We are continuing to execute at a high level on our growth objectives rooted in the foundation that strong published data will drive insurance expansion leading to sustainable revenues and margins. We laid out these objectives in previous calls and continue to put the final pieces in place to allow blanket insurance coverage and, in turn, the scaling of PE and FS revenues. In recent months, we’ve made significant achievements as we advance and hit milestones aiming for cash flow breakeven and profitability. Regarding IV stem, we are primarily focused on revenue trajectory and we had significant growth of 40% in Q3 of twenty twenty four, ’40 ’3 percent growth in Q4 of twenty twenty four and thirty nine percent in q one of twenty twenty five. We continue to see only the very beginnings of new insurance policy coverage taking effect.
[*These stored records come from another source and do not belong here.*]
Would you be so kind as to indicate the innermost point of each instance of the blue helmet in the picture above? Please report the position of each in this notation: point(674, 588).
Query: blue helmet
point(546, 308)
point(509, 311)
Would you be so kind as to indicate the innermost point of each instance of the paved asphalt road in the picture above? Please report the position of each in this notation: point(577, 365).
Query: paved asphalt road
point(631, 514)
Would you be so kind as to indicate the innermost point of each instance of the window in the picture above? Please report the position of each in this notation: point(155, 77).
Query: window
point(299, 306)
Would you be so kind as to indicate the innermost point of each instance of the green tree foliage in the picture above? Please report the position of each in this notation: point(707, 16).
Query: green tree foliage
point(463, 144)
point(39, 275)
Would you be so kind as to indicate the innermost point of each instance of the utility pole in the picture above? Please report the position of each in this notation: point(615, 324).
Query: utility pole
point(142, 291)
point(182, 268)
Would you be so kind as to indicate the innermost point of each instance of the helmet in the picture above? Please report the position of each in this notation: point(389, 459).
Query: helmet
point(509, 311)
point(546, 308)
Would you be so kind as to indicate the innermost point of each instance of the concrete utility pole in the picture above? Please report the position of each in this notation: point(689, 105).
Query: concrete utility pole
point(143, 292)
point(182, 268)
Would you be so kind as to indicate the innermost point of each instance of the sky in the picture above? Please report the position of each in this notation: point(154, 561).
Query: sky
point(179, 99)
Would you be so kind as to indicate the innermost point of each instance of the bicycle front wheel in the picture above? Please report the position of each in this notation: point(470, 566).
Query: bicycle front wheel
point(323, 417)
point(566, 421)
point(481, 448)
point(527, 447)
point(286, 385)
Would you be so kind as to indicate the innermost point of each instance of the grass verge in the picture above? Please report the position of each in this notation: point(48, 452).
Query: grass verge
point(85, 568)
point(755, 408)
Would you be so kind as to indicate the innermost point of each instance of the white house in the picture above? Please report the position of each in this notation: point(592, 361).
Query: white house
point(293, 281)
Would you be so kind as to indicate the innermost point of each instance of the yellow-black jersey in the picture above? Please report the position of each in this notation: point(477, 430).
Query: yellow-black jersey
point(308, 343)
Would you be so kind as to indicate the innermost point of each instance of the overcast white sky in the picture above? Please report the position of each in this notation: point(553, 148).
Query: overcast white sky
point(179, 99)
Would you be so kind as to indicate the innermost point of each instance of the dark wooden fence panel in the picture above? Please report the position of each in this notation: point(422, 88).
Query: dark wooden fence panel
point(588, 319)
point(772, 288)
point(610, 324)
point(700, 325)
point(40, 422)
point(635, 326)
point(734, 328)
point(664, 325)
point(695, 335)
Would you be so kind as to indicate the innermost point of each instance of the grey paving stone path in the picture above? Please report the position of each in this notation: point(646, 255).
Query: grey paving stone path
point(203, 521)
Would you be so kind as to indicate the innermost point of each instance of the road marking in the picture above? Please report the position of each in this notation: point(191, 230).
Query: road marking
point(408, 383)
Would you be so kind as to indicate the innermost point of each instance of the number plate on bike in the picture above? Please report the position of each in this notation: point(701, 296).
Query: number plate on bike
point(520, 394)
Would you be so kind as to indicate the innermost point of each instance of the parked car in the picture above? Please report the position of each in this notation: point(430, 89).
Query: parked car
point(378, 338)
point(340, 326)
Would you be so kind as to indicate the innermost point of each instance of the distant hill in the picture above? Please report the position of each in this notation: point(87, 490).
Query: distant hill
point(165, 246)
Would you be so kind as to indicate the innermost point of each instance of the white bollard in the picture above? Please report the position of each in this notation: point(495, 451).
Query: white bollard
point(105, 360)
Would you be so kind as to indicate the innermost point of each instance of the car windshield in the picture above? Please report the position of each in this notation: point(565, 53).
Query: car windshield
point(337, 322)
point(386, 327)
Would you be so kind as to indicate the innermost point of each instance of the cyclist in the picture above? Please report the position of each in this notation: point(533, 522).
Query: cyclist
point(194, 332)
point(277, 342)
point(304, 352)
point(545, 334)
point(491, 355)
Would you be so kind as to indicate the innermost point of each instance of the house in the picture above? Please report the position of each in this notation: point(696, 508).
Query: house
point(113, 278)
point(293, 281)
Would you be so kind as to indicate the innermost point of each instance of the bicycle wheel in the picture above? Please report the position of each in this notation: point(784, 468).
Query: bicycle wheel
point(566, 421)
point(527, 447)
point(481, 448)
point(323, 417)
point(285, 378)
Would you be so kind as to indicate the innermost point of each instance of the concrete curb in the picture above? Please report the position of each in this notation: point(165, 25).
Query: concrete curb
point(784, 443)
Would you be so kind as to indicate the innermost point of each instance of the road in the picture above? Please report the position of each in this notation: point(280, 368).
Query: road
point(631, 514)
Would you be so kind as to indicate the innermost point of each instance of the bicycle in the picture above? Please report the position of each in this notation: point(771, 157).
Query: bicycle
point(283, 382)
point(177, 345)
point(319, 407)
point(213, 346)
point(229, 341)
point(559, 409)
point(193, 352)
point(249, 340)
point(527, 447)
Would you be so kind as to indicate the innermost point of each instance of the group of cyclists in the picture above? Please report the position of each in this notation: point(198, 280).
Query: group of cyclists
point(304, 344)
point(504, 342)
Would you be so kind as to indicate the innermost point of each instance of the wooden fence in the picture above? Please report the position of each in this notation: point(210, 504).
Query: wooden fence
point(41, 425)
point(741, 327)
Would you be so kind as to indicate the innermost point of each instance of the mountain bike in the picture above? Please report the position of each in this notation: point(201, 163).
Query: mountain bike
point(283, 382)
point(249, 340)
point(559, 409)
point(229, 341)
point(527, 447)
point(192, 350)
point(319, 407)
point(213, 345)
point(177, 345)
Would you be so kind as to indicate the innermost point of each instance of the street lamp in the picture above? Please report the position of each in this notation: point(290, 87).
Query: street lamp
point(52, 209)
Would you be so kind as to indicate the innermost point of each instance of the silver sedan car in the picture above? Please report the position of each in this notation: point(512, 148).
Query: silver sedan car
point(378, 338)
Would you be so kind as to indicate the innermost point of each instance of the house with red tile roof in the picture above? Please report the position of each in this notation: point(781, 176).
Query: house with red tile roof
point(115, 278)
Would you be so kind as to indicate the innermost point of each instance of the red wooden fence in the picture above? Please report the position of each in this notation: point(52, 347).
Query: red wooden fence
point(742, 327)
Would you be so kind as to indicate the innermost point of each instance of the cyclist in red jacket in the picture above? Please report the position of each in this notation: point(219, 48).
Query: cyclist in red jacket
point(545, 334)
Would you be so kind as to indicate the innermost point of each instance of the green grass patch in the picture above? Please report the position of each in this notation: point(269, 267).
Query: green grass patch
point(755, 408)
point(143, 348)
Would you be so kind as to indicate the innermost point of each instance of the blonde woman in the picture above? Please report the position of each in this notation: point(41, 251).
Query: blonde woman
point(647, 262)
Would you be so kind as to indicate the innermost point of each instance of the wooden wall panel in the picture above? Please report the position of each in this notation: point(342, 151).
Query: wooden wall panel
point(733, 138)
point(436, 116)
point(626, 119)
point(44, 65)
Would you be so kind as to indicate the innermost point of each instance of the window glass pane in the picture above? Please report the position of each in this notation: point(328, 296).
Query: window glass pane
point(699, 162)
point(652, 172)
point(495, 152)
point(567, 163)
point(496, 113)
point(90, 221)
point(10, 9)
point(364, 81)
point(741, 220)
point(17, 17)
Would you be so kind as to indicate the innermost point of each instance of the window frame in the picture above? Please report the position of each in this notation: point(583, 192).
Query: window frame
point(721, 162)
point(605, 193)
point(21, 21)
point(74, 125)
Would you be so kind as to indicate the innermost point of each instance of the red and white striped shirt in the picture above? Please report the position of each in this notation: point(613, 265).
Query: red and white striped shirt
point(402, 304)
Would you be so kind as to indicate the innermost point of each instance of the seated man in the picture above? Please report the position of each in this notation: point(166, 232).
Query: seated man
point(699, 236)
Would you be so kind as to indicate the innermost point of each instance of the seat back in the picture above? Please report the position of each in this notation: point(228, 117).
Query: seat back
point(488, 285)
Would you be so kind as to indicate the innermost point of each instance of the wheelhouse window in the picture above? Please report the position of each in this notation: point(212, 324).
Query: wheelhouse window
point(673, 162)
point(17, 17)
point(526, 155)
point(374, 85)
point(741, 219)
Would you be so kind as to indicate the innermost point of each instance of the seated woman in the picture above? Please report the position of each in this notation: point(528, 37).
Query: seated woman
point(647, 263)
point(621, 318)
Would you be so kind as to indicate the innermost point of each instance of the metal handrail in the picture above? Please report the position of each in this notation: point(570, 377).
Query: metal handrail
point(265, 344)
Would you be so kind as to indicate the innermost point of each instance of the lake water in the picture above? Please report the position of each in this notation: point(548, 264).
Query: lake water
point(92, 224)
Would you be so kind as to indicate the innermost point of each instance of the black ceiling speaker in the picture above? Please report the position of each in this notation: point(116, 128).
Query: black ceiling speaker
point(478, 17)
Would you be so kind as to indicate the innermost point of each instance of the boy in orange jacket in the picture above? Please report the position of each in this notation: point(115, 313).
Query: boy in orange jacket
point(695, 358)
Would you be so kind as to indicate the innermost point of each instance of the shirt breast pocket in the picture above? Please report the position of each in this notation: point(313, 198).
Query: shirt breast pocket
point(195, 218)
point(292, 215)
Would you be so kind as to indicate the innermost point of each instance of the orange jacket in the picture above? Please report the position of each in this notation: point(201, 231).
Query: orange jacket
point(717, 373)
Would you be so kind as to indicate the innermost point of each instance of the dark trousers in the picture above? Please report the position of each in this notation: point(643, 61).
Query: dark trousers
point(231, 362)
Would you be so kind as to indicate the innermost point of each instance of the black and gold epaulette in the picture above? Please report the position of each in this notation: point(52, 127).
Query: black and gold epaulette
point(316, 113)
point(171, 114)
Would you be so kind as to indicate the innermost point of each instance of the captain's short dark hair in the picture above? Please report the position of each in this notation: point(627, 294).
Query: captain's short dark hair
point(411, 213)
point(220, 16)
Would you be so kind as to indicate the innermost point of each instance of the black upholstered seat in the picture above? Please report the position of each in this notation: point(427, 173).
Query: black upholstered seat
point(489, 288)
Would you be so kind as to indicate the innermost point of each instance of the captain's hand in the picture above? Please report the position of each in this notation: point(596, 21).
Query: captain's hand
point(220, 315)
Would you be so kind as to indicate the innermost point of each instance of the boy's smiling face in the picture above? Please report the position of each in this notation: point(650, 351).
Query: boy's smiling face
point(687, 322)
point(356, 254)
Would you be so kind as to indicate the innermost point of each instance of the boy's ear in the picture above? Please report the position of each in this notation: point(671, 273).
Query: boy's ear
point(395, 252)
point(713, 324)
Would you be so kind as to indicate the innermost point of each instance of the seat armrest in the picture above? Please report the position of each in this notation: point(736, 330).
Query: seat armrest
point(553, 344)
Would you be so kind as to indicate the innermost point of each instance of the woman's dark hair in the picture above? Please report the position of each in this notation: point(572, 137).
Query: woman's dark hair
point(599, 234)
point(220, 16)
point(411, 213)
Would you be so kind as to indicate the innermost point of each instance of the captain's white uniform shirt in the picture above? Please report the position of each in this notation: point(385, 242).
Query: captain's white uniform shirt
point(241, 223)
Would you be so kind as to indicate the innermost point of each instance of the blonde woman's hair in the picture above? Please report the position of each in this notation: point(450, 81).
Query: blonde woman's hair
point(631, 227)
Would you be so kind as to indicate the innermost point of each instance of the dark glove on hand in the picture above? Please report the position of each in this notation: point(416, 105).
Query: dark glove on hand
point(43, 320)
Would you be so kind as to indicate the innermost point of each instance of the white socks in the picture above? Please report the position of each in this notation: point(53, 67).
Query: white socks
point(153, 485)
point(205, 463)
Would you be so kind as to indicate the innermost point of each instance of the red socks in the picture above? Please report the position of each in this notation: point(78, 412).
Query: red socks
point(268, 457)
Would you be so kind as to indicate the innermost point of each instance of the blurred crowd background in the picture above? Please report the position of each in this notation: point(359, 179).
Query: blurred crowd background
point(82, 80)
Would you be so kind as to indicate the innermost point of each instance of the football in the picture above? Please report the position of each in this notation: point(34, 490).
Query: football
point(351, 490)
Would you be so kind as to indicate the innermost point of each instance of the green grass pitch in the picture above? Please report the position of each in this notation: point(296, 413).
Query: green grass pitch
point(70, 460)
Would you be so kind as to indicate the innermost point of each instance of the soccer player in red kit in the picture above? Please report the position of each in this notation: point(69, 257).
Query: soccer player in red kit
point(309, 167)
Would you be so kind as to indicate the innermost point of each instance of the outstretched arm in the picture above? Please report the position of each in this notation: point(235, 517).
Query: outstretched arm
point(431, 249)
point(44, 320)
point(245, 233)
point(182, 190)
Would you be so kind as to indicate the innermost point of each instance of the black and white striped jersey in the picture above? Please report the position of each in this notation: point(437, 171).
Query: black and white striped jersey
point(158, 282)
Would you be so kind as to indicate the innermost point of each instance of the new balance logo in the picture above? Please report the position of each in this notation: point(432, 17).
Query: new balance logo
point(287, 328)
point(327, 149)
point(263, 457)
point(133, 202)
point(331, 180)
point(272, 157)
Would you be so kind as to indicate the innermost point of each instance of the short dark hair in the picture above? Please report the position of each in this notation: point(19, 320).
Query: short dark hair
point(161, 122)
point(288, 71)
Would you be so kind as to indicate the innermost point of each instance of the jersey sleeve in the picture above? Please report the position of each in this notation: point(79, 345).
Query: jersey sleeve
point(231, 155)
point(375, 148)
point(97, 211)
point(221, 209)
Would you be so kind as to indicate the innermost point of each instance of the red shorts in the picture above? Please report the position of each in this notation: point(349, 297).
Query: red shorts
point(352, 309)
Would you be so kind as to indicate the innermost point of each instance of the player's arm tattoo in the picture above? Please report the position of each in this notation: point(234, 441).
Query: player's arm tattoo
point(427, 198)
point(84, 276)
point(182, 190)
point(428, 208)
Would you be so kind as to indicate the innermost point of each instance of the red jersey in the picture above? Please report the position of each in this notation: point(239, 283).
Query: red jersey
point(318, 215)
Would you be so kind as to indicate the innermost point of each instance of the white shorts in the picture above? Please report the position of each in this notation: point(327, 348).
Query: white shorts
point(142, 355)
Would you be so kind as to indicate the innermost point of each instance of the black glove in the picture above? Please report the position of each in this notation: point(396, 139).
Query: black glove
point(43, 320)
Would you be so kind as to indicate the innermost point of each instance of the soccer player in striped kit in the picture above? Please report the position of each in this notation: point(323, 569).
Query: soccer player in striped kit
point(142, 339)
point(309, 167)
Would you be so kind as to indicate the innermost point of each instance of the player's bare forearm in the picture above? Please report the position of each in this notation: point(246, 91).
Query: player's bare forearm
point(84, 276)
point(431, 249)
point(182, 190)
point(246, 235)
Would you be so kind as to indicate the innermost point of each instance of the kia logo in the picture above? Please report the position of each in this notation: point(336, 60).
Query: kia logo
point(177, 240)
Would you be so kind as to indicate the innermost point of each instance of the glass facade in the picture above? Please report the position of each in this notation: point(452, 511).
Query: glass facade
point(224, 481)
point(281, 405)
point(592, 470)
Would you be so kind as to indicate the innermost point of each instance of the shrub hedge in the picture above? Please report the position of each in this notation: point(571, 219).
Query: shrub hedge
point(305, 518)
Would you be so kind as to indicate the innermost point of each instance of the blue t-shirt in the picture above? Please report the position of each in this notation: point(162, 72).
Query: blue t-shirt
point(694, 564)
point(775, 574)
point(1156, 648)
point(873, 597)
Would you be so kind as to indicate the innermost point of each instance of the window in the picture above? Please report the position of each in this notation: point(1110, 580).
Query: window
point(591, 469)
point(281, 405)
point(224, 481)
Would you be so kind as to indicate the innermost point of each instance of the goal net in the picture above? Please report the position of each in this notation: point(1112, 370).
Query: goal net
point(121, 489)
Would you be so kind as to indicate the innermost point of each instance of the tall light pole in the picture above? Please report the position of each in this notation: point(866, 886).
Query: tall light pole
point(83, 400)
As such, I’m excited to share with you that the momentum has continued into q two. I now want to focus on and highlight the catalyst for what we expect to be continued revenue growth in the coming quarters. In the perfect world that we have been working toward in our near, children’s hospitals could access blanket insurance policy coverage and utilize a category one CPT code. For mass scaling and exponential growth, there are two critical components. First, the patient needs to be covered by insurance.

And second, the physician needs to be compensated for their time in the form of RVUs or relative value units, which happens with a category one CPT code. We continue to move closer to this full picture being in place. As mentioned earlier, the category one CPT code has been awarded by the American Medical Association CPT panel and will become effective this coming January 1. Regarding insurance policy coverage, we went from 4,000,000 covered lives just over a year ago to 51 about 51,000,000 covered lives today. So what does it take to earn the remaining payers?

As we all know, the scientific community has accepted our flagship technology, but stronger revenues have been hindered by a lack of written insurance policy coverage. The most important recognition any medical technology can receive is independent guidelines by the academic society because this is an independent review of the literature and a grade is assigned, which the payer generally accept as a standard. We announced previously that a systematic review by the academic society NASS again was released, showing our technology has the highest grade certainty level and largest magnitude effect. NASS again is the North American Society for Pediatric Gastroenterology Hepatology Nutrition, and they are the Academic Society for Pediatric Gastroenterology, where our technology resides. This systematic review is in abstract form now, but we believe this information is the work being used to publish guidelines in the coming weeks.

We are told by the largest payers that this publication is needed for policy coverage, so we are eagerly waiting for this publication to get to the payers. Sticking with insurance policy coverage. I want to go into detail about the most important aspect of our growth. As we have stated consistently, policy coverage is the key to exponential revenue growth. Again, we have had this indication long enough that the academic society and the physicians within the society who treat these patients at the 260 children’s hospitals in The United States have been aware and are supportive, but the insurance policy coverage and cat one CPT code are imperative for seamless treatment.

We also stated that once the insurance policy coverage is written and in place, the children’s hospitals that were not already utilizing IV stem take about one hundred and twenty days to get the technology loaded, their processes in place, and begin ordering. With all of that said, our total covered lives today stand at about 51,000,000. Additionally, as expected, we have countless payers currently in the review process. Regarding children’s hospitals, many have been ordering for years, but for a variety of reasons, we have not received early insurance policy coverage in those geographic regions. Once insurance policy coverage is written in these areas, the children’s hospitals are expected to increase revenue very quickly because the product is already in their system, therefore not needing the one hundred and twenty days to get set up.

The second part of the seamless treatment for patients along with policy coverage is the category one CPT code. As everyone now knows, we have achieved the company’s most important milestone to date in the form of a category one CPT code, which will allow for more seamless billing and reimbursement. This is a permanent billing code that will become effective on January 1. The reason this code is so critical is that it brings a permanent code, making it much easier for revenue cycle teams to build a procedure. It will bring a permanent reimbursement amount, and it will provide RVUs, which is how most physicians productivity is measured.

One could argue that physicians in a children’s hospital are currently treating patients for free because there is no RVU, which will no longer be the case come January 1. I want to move to the FDA milestones. Moving to FDA expansion, we have expanded our IV stem label to include a patient population beyond the current eleven to eighteen years of age to eight to twenty one years of age significantly increasing the number of children we can treat. Regarding red or the rectal expulsion device, our point of care device that identifies patients with pelvic floor dysfunction and provides immediate actionable retest results in patients with chronic constipation. We received FDA clearance on that technology on December 6 and are in the middle of a soft launch phase.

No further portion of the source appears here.